Saint Paul de Mausole
Ah, the asylum. It was a good sign that upon entering, the visitor was greeted by Vincent’s statue, and large prints of the paintings he created here on display along the old stone walls. Indeed Saint Paul de Mausole proved itself to be one of the most faithful locations, faithful to you, Vincent.
Although you were forced out of Arles, you came here under your own will. Although you were restless and lonely, you also found yourself at peace in these hallways. No one prodded or provoked you, you had space to paint (they gave you two rooms), and you had nature all around.
Walking up the stairs to your bedroom, I felt my heart flutter a bit.
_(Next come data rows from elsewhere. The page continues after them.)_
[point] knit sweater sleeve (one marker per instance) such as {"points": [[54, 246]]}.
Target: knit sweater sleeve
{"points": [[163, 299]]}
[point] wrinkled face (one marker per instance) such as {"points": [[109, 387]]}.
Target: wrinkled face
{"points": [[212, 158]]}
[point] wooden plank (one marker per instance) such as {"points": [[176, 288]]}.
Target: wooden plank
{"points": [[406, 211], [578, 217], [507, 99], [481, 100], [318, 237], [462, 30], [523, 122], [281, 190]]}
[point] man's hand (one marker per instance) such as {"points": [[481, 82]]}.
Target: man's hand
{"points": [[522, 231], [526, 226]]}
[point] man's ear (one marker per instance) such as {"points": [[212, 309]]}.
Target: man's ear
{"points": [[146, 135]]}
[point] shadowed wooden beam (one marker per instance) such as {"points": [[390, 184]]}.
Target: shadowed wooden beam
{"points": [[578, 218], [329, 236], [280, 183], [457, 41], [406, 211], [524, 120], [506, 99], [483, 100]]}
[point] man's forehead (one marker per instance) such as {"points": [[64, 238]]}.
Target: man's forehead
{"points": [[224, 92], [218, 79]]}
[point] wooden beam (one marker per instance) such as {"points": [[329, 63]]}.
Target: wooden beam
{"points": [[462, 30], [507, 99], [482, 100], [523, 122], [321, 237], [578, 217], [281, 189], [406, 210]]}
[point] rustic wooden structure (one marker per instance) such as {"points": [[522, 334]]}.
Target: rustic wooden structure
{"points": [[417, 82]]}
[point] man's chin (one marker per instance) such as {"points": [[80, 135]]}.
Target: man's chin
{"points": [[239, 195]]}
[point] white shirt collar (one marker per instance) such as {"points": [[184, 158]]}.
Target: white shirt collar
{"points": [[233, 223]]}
I had not been inside a room where you had lived since Auvers, since the room that also provided your death bed. I was nervous, actually…
Upon entering, I faced the window, and that open window beckoned me with a warm, caressing breeze. The view and the light were so alluring, I almost forgot the bars on them completely.
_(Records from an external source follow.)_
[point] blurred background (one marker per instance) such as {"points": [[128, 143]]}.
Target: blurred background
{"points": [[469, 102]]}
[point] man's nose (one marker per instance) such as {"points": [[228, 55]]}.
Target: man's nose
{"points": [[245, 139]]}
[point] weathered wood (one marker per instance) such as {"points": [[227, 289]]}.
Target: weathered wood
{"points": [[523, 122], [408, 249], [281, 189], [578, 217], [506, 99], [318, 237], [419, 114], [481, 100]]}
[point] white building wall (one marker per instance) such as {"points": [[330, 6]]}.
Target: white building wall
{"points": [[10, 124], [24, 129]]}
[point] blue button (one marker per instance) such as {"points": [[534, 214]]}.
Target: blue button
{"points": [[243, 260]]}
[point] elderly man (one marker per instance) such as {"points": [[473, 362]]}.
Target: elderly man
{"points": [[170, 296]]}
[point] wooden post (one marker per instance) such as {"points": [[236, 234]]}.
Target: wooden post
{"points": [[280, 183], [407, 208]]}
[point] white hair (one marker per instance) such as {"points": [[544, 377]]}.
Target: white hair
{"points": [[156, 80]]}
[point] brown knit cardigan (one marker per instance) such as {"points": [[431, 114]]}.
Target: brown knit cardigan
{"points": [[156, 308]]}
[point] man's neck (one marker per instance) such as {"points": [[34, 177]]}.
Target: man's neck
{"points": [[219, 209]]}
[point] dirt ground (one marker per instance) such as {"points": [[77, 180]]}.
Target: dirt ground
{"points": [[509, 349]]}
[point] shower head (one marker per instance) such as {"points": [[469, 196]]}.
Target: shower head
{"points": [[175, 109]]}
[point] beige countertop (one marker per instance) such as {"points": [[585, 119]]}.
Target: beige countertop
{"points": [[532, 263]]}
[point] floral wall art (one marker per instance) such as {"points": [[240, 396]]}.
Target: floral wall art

And yes: there was your view. There was your reaper’s field, the reaper you painted so often here, the reaper with whom I identify so deeply. Teresa means reaper, harvester; and often I feel I am reaping your wheat, Vincent.
Wheatfield with Reaper and Sun (late June, 1889)
Almost completely lost in the yellow. And glancing right, yes, the Appilles in their bizarre formation, with their unique curves that doubtless many attribute to “Van Gogh’s madness”… Yet it is nature herself that defies the viewer here.
I glanced down again at these old, metal bars. These rusty, dirty bars. And the wheat behind, flourishing.
I remembered what you wrote:
Ah, I’ll never be able to render my impressions of certain figures I’ve seen here. Certainly the road to the south is the road where there’s something brand new, but men of the north have difficulty in getting through. And I can see myself already in advance, on the day when I have some success, longing for my solitude and distress here when I see the reaper in the field below through the iron bars of the isolation cell. Every cloud has a silver lining. (10 September 1889 to Theo)
Yes, a certain amount of solitude and distress were desirable to you, made you a painting locomotive. Bars could not limit your vision or hinder your progress. What could, of course, was your illness — still undiagnosed to this day. What led you, every few months, to have hallucinations, to black out completely, is unknown. But what we do know is that the attacks were always followed by long periods of recovery, in which you could not paint. So, you see Reader: madness and art were not brothers, but enemies. In fact, in his letters it often seems that he paints as a means of curing himself. And when he was well, he would say he felt his head more clear than ever before in his life.
In the room, I wonder what is real. I imagine your bare feet on these tiles when you awake, and your hand opening the window pane.
I went out into my wheatfield, your reaper, and sat here under this precious tree and wrote until the twilight left my shoulders.
When it was finally time to leave I noticed the enormous cypress near the entrance. The tree, like a flame, like a spirit shooting for the sun, called out.
Vincent on cypresses:
Until now I have not been able to do them as I feel them; the emotions that grip me in front of nature can cause me to lose consciousness, and then follows a fortnight during which I cannot work. (February 1890, to critic Aurier)
And yet, Vincent, you quite often do the same for me.
Ah, Vincent, you are correct; this is one of Teresa’s best entries! How privileged I was to accompany her, into the heart of your realm.
This is a stunning entry. You’re seeing things I never even imagined anyone could see.